Chilean politician (1900-1956)

Manuel Rodríguez Valenzuela (9 May 1900 – 28 November 1956) was a Chilean teacher, professor, and politician affiliated with the Radical Party of Chile.

== Early life and education ==
He was born in the Chilean commune of Juan Fernández on 9 May 1900, the son of Manuel Rodríguez Godoy and Elsa Valenzuela. He received his primary education at the Internado Nacional Barros Arana and his secondary education at the Liceo Manuel Barros Borgoño. He subsequently studied at the Pedagogical Institute and the University of Chile, qualifying as a teacher of Spanish and philosophy in 1922.
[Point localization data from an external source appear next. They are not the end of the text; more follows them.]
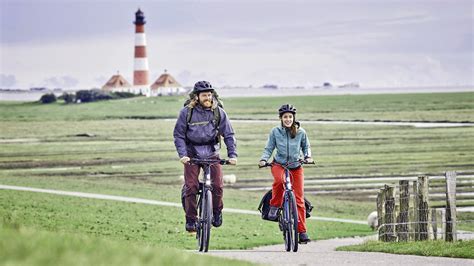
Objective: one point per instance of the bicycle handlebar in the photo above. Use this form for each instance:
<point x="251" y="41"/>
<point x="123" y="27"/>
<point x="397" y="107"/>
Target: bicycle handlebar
<point x="287" y="164"/>
<point x="208" y="161"/>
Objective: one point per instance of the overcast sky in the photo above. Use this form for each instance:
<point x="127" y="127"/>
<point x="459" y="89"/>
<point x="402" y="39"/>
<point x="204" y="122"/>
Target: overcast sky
<point x="81" y="44"/>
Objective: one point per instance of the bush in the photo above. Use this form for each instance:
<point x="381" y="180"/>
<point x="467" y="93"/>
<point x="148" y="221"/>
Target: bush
<point x="48" y="98"/>
<point x="67" y="97"/>
<point x="123" y="94"/>
<point x="93" y="95"/>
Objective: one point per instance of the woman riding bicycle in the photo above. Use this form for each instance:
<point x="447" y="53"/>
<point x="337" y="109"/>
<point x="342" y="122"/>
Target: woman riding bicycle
<point x="289" y="140"/>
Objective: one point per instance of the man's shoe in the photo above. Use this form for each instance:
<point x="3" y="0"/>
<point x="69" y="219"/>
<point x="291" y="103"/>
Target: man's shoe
<point x="303" y="238"/>
<point x="273" y="213"/>
<point x="190" y="226"/>
<point x="217" y="219"/>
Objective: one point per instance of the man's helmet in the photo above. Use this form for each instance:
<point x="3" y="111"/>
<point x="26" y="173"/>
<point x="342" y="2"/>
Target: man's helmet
<point x="287" y="108"/>
<point x="202" y="86"/>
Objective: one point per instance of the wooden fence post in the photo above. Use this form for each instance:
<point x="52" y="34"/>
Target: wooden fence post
<point x="380" y="215"/>
<point x="443" y="224"/>
<point x="415" y="221"/>
<point x="434" y="224"/>
<point x="404" y="207"/>
<point x="450" y="233"/>
<point x="423" y="208"/>
<point x="389" y="214"/>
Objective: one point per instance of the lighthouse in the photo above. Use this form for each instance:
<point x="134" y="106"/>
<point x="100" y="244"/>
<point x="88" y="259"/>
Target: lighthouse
<point x="140" y="73"/>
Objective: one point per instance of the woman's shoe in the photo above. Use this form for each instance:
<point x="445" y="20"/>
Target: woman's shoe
<point x="303" y="238"/>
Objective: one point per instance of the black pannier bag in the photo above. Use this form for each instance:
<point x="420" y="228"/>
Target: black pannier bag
<point x="264" y="207"/>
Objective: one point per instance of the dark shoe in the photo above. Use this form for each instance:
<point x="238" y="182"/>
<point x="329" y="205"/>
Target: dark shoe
<point x="273" y="213"/>
<point x="190" y="226"/>
<point x="217" y="219"/>
<point x="304" y="239"/>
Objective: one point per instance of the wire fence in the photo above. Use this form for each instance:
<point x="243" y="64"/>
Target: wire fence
<point x="407" y="215"/>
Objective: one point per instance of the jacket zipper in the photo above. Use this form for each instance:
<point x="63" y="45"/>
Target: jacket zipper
<point x="287" y="147"/>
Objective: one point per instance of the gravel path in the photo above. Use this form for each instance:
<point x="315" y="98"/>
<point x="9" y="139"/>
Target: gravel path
<point x="323" y="253"/>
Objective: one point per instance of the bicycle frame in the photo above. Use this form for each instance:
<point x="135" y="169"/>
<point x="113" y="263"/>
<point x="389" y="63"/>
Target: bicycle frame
<point x="288" y="221"/>
<point x="205" y="214"/>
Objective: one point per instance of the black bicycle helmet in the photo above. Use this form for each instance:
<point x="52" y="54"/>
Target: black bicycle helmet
<point x="287" y="108"/>
<point x="202" y="86"/>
He married Raquel Grez, with whom he had three children: Jorge, Elisa and Pablo. The latter became a lawyer and founded the paramilitary organisation Frente Nacionalista Patria y Libertad (FNPL), which opposed the socialist government of President Salvador Allende (1970–1973).

== Professional career ==
He began his professional career as a Spanish teacher at the Liceo Manuel Barros Borgoño and at the School of Engineering of the Construction Supervisors' Course. He also taught Spanish and philosophy at the Liceo Miguel Luis Amunátegui until 1929, and the same subjects at the Internado Nacional Barros Arana until 1939. That year, he was appointed director of the School of Arts and Crafts.
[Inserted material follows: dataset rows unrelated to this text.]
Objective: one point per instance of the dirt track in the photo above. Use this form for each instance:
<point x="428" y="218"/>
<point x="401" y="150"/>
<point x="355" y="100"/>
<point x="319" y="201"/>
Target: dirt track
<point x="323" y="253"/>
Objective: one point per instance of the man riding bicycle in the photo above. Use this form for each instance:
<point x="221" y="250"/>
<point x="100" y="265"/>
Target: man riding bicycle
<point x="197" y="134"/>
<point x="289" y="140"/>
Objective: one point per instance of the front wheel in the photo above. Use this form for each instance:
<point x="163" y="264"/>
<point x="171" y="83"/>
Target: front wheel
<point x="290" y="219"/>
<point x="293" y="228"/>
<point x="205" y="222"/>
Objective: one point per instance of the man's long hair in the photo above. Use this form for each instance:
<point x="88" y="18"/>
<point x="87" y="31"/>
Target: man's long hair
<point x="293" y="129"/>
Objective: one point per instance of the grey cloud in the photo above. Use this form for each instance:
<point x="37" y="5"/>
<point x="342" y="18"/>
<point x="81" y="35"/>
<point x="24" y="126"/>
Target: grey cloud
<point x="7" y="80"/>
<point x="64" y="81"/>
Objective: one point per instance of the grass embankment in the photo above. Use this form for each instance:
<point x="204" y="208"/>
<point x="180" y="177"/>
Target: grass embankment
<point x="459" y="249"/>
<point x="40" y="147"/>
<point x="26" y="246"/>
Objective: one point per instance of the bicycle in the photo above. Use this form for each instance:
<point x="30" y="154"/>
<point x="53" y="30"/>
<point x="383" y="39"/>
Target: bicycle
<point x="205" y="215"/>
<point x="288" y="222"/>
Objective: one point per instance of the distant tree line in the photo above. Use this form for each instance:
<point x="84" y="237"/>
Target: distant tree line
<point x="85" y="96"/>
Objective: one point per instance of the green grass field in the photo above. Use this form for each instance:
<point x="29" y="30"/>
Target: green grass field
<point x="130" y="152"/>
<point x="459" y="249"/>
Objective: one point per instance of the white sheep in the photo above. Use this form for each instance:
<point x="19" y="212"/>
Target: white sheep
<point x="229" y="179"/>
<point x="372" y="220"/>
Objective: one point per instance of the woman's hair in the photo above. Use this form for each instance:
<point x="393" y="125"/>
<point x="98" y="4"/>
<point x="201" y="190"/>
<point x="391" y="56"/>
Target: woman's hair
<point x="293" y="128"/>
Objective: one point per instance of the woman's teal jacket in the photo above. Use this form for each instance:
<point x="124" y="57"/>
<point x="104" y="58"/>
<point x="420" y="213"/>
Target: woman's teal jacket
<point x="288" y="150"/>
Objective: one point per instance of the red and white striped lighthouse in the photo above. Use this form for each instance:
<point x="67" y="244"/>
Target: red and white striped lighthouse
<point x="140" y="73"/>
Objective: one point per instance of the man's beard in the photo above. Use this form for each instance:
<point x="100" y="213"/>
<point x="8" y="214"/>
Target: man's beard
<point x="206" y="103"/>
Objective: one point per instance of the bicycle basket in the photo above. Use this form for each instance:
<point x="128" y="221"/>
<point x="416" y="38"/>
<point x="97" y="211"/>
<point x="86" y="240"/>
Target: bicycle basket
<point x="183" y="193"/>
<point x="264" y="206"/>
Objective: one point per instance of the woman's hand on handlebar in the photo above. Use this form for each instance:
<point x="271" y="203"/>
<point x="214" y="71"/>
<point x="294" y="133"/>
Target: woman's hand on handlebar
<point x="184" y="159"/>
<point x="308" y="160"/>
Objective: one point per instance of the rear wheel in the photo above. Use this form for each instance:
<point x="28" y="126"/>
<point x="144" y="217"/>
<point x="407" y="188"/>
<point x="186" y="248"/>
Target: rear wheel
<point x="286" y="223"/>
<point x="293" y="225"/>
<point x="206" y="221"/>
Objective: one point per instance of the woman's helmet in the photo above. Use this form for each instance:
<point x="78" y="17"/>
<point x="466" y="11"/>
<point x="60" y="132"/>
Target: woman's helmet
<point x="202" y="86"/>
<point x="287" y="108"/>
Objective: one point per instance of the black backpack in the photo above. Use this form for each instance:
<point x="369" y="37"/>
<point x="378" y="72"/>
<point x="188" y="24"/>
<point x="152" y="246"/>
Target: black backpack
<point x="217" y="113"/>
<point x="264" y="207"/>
He also served as secretary of the National Society of Teachers, was a member of the Union of Teachers of Chile, and worked as a baccalaureate examiner. In the public sector, he served on committees associated with Petróleos de Chile and the mechanised equipment division of the Corporación de Fomento de la Producción (CORFO). At CORFO, he served as a board member and as president of both its National Permanent Commission and its Permanent Commission on Industry. In the private sector, he was a director of Sociedad Industrial Pesquera Cavancha, Sociedad Química Bayer and the Salomón Sack Foundation.

== Political career ==
Rodríguez joined the Radical Party (PR) in 1918 and later served as president of the Education Commission of the party's technical organisation.
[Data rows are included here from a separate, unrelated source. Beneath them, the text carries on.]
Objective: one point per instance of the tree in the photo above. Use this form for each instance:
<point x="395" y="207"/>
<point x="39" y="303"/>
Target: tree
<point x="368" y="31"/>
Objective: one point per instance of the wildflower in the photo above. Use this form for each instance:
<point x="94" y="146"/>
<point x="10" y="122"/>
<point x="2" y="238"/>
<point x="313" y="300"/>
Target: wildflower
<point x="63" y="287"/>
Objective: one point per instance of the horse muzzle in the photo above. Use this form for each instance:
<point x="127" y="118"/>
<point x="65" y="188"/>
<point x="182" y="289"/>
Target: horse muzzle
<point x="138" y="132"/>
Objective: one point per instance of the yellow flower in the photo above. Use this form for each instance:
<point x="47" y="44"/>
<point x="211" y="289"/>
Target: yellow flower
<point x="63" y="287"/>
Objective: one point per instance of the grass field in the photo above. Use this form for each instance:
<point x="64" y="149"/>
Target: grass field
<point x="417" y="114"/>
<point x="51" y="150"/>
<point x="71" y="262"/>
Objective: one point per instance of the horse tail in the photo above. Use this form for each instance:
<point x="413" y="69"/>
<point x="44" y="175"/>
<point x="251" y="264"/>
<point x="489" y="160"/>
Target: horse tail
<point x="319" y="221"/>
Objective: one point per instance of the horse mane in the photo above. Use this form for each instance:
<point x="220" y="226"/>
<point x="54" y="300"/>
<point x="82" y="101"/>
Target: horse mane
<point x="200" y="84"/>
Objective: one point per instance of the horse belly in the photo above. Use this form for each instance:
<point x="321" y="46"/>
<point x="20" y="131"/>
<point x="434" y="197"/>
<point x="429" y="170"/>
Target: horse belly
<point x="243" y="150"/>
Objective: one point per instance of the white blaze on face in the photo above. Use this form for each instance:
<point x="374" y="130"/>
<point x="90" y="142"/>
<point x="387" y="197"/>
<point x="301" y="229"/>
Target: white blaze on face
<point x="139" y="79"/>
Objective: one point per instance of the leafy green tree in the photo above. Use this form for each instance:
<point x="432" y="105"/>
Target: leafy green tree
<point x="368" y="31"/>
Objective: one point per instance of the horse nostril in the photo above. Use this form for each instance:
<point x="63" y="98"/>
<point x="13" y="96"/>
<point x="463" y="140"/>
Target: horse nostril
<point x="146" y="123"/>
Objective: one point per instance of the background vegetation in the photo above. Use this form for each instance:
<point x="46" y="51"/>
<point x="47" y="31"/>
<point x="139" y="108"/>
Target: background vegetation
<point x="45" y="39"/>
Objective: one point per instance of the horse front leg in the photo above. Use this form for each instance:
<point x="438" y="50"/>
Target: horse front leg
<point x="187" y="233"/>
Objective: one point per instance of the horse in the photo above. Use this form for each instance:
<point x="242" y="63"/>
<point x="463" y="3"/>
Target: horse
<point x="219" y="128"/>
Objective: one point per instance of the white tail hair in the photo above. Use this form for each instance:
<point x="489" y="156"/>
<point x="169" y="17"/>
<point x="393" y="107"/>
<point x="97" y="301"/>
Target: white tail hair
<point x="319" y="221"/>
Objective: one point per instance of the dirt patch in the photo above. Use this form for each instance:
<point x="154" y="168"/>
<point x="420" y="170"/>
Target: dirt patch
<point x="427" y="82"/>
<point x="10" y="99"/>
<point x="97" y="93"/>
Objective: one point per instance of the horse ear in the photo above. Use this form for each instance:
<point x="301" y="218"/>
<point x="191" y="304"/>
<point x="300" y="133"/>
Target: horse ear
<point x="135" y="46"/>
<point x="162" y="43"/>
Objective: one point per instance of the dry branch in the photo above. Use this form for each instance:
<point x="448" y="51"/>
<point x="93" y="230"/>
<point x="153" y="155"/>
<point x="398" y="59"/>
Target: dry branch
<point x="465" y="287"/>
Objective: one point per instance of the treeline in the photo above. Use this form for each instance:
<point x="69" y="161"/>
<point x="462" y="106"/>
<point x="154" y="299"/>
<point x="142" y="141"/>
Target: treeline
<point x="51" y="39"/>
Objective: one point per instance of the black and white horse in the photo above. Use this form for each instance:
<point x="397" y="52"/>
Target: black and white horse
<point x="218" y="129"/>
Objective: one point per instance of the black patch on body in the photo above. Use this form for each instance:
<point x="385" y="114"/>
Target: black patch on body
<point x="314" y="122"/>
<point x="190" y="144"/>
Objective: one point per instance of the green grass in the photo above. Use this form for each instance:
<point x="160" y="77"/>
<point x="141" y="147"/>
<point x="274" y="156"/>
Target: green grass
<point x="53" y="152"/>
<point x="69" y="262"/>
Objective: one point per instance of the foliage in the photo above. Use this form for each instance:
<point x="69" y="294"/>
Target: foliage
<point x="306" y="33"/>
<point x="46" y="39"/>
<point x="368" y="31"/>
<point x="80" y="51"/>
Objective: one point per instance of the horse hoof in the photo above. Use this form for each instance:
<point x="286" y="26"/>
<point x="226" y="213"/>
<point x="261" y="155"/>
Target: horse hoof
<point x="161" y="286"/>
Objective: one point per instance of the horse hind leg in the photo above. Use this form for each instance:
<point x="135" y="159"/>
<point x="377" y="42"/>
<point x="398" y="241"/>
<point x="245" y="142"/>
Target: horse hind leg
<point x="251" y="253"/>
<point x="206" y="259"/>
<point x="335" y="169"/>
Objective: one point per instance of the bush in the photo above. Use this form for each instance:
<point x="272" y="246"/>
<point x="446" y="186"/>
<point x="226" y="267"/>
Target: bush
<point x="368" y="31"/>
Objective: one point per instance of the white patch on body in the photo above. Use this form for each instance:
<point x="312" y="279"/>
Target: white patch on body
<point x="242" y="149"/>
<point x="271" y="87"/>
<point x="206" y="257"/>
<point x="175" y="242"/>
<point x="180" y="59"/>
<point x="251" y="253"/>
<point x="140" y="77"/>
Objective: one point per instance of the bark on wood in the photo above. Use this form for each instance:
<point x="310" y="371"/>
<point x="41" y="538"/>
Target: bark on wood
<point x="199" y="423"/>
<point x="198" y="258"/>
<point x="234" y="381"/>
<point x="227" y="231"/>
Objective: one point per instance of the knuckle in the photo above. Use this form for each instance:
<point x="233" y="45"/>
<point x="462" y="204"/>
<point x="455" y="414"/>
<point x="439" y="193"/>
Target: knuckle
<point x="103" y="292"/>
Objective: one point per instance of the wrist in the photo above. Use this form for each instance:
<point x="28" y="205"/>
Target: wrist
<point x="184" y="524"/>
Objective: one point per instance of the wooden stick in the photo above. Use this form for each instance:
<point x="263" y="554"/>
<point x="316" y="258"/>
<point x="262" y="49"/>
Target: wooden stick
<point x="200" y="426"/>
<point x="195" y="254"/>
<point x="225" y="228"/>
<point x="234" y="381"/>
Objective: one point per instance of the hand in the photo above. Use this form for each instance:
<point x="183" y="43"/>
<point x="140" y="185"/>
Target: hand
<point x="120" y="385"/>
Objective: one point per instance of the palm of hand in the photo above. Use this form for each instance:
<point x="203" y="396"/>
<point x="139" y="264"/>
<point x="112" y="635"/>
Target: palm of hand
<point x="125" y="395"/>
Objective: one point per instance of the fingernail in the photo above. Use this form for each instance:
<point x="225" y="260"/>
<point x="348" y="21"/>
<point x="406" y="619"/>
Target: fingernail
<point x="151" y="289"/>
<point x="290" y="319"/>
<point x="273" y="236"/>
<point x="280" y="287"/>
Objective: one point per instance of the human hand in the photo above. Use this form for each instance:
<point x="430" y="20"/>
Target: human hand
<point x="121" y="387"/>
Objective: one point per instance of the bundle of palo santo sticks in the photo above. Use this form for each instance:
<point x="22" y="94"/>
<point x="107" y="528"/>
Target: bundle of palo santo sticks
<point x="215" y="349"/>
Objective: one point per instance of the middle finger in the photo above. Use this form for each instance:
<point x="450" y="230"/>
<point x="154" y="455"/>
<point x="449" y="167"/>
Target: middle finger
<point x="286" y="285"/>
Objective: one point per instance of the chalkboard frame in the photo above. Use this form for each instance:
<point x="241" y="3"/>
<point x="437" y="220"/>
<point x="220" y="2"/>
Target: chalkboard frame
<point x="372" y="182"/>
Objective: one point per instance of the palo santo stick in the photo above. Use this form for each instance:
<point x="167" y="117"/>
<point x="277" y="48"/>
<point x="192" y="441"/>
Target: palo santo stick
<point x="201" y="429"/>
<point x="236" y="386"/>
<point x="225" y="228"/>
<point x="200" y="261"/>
In 1928, during the first administration of President Carlos Ibáñez del Campo, he served on several government commissions concerned with education and participated in reforms to the curriculum. In 1928 and again in 1931, he was involved in drafting curricula and coordinating programmes in the humanities.

In 1948, Rodríguez represented Chile at an education congress held in Caracas, Venezuela, sponsored by the United Nations and the Pan American Union. He also served as a permanent member dealing with educational affairs within the organisation, including matters relating to vocational education.

During the presidency of fellow Radical Gabriel González Videla, Rodríguez was appointed Minister of Public Education on 7 February 1950. He remained in office until 27 February 1950, when González Videla carried out a cabinet reshuffle. He was succeeded by National Falange politician Bernardo Leighton, who had previously served as minister during the second administration of President Arturo Alessandri.